Chaque année en France, ce sont des milliards d’euros qui font l’objet d’évasion fiscale. Selon le gouvernement français, les estimations du manque à gagner lié à la fraude pour l’administration fiscale (AF), varient entre 25 et 100 milliards d’euros par an pour la France.
Aussi appelé les « indics » du fisc, les lanceurs d’alerte renseignent l’AF et l’aident ainsi à réduire son écart fiscal tenant à la fraude. Ils permettent la révélation de failles et dysfonctionnements de l’État, de l’économie, du système politique et financier, et ont à ce jour déjà permis un recouvrement considérable de fonds publics. Ce serait en effet près de 8 à 10 milliards d’euros recouvrés chaque année grâce à ces informateurs.
Comment lancer l’alerte ?
L’alerte doit être établie sur des éléments factuels. Il est donc nécessaire de réunir des preuves (courriers, rapports, documents comptables) et témoignages afin de constituer un dossier.

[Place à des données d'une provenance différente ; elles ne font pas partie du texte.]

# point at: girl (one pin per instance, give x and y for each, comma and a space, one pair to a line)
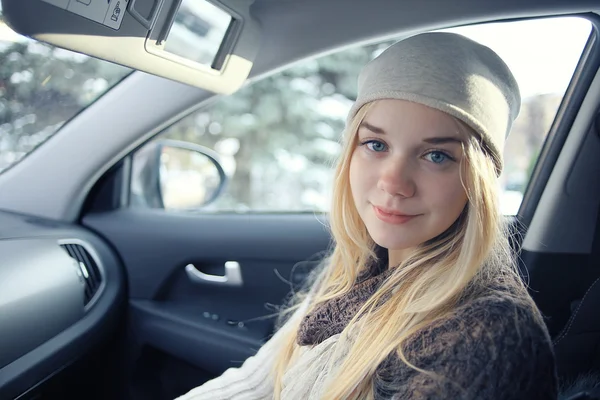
420, 297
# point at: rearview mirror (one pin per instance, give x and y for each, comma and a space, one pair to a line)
205, 43
175, 175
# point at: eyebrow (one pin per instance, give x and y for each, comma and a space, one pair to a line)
431, 140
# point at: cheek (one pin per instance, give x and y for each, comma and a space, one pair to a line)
354, 176
448, 194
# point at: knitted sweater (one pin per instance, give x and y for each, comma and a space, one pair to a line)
494, 346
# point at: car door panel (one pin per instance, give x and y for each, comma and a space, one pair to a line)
176, 324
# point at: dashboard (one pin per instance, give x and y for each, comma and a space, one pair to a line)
61, 292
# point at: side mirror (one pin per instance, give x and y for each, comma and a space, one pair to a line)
175, 175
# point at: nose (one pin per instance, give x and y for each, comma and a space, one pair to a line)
397, 178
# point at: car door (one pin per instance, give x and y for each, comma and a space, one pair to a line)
206, 283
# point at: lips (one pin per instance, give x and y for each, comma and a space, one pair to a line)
392, 216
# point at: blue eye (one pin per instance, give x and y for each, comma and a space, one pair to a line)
376, 146
437, 157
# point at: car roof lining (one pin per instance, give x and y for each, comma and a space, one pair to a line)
293, 30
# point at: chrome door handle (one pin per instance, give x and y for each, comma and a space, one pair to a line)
232, 277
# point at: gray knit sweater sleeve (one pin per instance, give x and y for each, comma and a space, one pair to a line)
253, 379
494, 348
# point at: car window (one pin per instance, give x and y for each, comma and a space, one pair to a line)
41, 88
278, 138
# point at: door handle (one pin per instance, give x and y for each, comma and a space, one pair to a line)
232, 277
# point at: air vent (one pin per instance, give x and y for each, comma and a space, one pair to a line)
89, 269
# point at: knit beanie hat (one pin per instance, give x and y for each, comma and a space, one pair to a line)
450, 73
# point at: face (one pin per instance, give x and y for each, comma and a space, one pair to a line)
405, 174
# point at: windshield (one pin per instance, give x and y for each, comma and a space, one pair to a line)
41, 88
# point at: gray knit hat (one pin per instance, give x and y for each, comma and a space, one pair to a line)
451, 73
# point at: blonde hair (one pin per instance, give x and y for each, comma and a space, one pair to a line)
425, 287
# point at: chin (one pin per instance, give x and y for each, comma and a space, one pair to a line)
392, 243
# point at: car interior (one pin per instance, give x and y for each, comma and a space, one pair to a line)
102, 299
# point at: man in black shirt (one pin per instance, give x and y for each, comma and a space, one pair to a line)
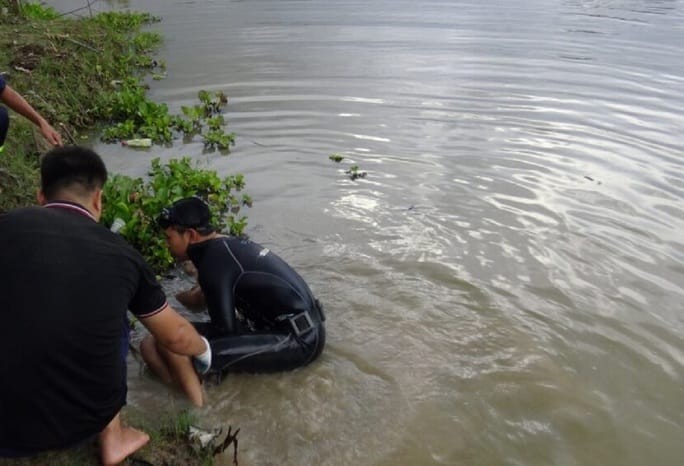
264, 317
66, 283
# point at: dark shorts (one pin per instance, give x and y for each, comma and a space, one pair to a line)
262, 351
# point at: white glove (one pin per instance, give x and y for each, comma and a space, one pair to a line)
202, 362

Une procédure d’alerte graduée obligatoire a été instaurée par la loi Sapin 2 ; La protection de l’informateur dépend notamment du respect de cette procédure, sauf en cas de signalement d’un danger grave et imminent ou en présence d’un risque de dommages irréversibles.
Les agents publics et les salariés du privé doivent saisir en premier lieu un supérieur hiérarchique direct ou indirect, l’employeur ou le référent désigné par l’employeur. Si dans un délai raisonnable, l’alerte n’a pas été traitée par la voie interne, le lanceur d’alerte peut en informer l’administration.
A toute étape de l’alerte, le lanceur peut également s’adresser au Défenseur des droits, autorité administrative indépendante, chargé de la nouvelle mission d’orienter et protéger les lanceurs d’alerte.
Quels risques ?
Vaut-il mieux résister ou collaborer ? La question de la délation est aujourd’hui au cœur du débat. Des courriers animés par un esprit de vengeance sont reçus quotidiennement par l’AF. Pour certains, l’idée d’une rémunération des lanceurs d’alerte aggraverait ce phénomène car ferait de la violation du secret un but en soi. En effet, les lanceurs d’alerte, en révélant de telles informations, violent très souvent leur secret professionnel.
Toutefois, la réalité est telle que les lanceurs d’alerte font généralement l’objet de mesure de rétorsion ou de représailles. Pour illustration, l’affaire EY qui a récemment défrayé la chronique ; la justice britannique vient de condamner le géant de l’audit financier à verser 10,8 millions de dollars de dommages-intérêts à un salarié licencié pour avoir alerté les associés d’un soupçon de fraude fiscale exercée par l’un de leurs clients.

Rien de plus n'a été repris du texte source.